Der Chemie-Nobelpreis 2025 geht an drei Forschende aus Japan, Australien und den USA – ausgezeichnet wurde die Entwicklung von metallorganischen Gerüstverbindungen, kurz MOFs. Diese Materialklasse macht es möglich, Wasser selbst aus extrem trockener Luft zu gewinnen und gilt zugleich als Schlüsseltechnologie für Klimaschutz, Energiespeicherung und Sensorik.

Was sind metallorganische Gerüstverbindungen (MOFs)?

MOFs sind kristalline Netzwerke aus metallischen Knotenpunkten und organischen Linkern. Das Ergebnis ist ein hochporöses, fein abstimmbares Gerüst mit enormer innerer Oberfläche. Durch die gezielte Wahl der Bausteine lassen sich Porengröße, Chemie und Selektivität präzise einstellen – ideal, um bestimmte Moleküle anzulagern, zu trennen oder zu aktivieren.

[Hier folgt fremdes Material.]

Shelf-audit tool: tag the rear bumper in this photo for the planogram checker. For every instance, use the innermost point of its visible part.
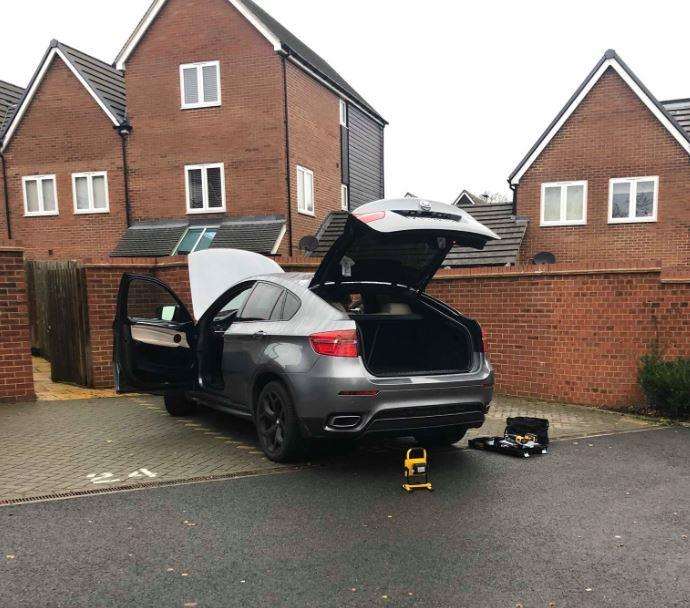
(400, 406)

Wasser aus Wüstenluft: So funktioniert die Gewinnung

Bestimmte MOFs binden Wassermoleküle schon bei sehr geringer Luftfeuchte. In einem einfachen Zyklus wird das Material nachts oder bei niedrigen Temperaturen beladen und gibt das Wasser bei Erwärmung – etwa durch Sonnenlicht – wieder frei. Das kondensierte Wasser kann gesammelt werden. Der Prozess ist potenziell energiearm, modular und skalierbar, wodurch sich autarke Lösungen für trockene Regionen oder Notfallversorgungssysteme realisieren lassen.

Mehr als Wasser: CO2-Abscheidung, Gas-Speicherung und IT-Anwendungen

Neben der Wassergewinnung glänzen MOFs in der CO2-Abscheidung, bei der selektiven Gastrennung (zum Beispiel für Wasserstoffreinheit) und der Speicherung von Energie- oder Prozessgasen. In der IT- und Hardwarewelt eröffnen MOF-basierte Filter und Sensoren neue Optionen für Umwelt- und Luftqualitätsmonitoring, für effizientere Kühl- und Entfeuchtungssysteme in Rechenzentren sowie für smarte, vernetzte Geräte, die präzise auf Feuchte, VOCs oder CO2 reagieren.

Chancen und Herausforderungen

Damit der Durchbruch in der Breite gelingt, müssen Skalierung, Kosten, Stabilität und Recycling gelöst werden. Robustheit gegenüber Staub, wechselnder Feuchte und Temperaturzyklen ist ebenso entscheidend wie standardisierte Fertigung und Lebenszyklus-Analysen. Fortschritte in Synthese, Prozessintegration und Systemdesign deuten jedoch darauf hin, dass MOF-Technologien in den kommenden Jahren rasch an Reife gewinnen.

Der Nobelpreis unterstreicht die wissenschaftliche Tiefe und die praktische Relevanz dieser Materialklasse – von nachhaltiger Wassergewinnung bis hin zu klimafreundlichen Industrien und smarter Sensorik.